Now that I’ve read back over my earlier post, I’d say that the IP address doesn’t matter because if marking packets based on connection mark, you can just do that in prerouting all the time in basic cases - I suggested 3 packet mark rules in postrouting so that at this point, the output interface is known and the packets can be re-marked with the “upstream” marks based on the connection mark. (the connection mark is the same for both directions in the flow)
The NAT isn’t really important in this case - once a connection gets marked, it stays marked until the connection is closed or times out, so the IP is irrelevant. The connection mark can happen in prerouting because we know that no new connections from the WAN are possible, so we know that a new, unmarked connection is coming in via some LAN interface - and this can be used to mark the flow as lan1, lan2, etc…
I see in Connection mark tab a lol session with empty name or (unknown 1) as a name - whot is going on?
In Bytes/Packet coulmns counter are increasing - so it seems that are working but why isnt mangled properly?
Prioritizing the traffic does not work. It dropps whole connections on LAN1 at the moment when a device on LAN2 begins to transmit (testing with speedtest.net)
about upload:
lan1 drop because your lan2 has high priority.

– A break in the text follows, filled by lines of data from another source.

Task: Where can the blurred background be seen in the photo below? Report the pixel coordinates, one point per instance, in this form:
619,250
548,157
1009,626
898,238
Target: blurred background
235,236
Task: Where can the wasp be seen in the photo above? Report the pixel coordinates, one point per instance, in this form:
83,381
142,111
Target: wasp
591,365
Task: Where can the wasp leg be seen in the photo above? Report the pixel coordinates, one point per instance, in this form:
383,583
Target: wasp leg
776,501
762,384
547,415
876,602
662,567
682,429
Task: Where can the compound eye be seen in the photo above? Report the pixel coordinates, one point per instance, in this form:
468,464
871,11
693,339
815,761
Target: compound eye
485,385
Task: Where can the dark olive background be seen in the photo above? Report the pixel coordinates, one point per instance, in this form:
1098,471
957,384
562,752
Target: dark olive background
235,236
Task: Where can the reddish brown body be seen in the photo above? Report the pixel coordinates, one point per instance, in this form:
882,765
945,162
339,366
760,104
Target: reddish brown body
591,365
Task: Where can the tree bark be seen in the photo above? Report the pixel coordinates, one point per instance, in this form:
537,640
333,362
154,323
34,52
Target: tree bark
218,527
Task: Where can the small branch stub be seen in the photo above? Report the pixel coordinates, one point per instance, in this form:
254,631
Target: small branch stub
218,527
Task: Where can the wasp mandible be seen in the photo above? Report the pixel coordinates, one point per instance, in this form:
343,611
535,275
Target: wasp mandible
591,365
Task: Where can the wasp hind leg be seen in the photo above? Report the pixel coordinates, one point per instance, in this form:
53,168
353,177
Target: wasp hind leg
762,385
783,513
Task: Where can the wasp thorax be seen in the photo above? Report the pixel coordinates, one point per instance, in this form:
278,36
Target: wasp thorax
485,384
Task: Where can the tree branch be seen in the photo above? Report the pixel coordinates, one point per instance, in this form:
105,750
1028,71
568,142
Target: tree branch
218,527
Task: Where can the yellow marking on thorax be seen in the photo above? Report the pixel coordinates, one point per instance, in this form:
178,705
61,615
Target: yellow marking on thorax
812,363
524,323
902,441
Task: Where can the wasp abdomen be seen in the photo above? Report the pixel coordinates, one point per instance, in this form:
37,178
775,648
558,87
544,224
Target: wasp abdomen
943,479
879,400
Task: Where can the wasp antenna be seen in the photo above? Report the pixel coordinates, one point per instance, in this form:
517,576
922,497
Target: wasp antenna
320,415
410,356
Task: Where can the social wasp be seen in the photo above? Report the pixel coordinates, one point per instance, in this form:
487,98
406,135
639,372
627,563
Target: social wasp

another: where is limit and max-limit for lan3?
if your upload max-limit is 5M, then sum of all tree lan’s limit need to be equal to 5M. try in this way, and without different priority.
exactly same case in downloads.
change and test again)
LAN3 is not set yet, because I’m testing it with two clients.
Again: I don’t want to set exact max-limits per subnet (I can make that with simple queues, and don’t need the queue tree).
My goal:
LAN1 lowest priority but guaranteed 2M down, 1M up
LAN2 middle priority but guaranteed 4M down, 2M up
LAN3 highest priority.
If no uses LAN2 or LAN3, the LAN1 clients can get all the bandwith.
If LAN2 users are online, than their traffic is prioritized before the LAN1 traffic, so LAN1 can get the 2M/1M and LAN2 the rest of the available.
If LAN3 user are online than they can get the bandwith what they need, but keep the guaranteed for LAN1 and LAN2.
i understand what you want, but when use priority there is no “guarantee” nothing for classes with low priority. these with high priority probably may get all bandwidth. in my opinion htb work predictable and fair if you use equal priority and set correct numbers for limit and max limit.
Equal priority, max-limit set on each subchain to the same as global max-limit, and some limit-at parameters depends on needed priority (LAN1 20Mbit, LAN2 40Mbit, LAN3 40Mbit) worked for me.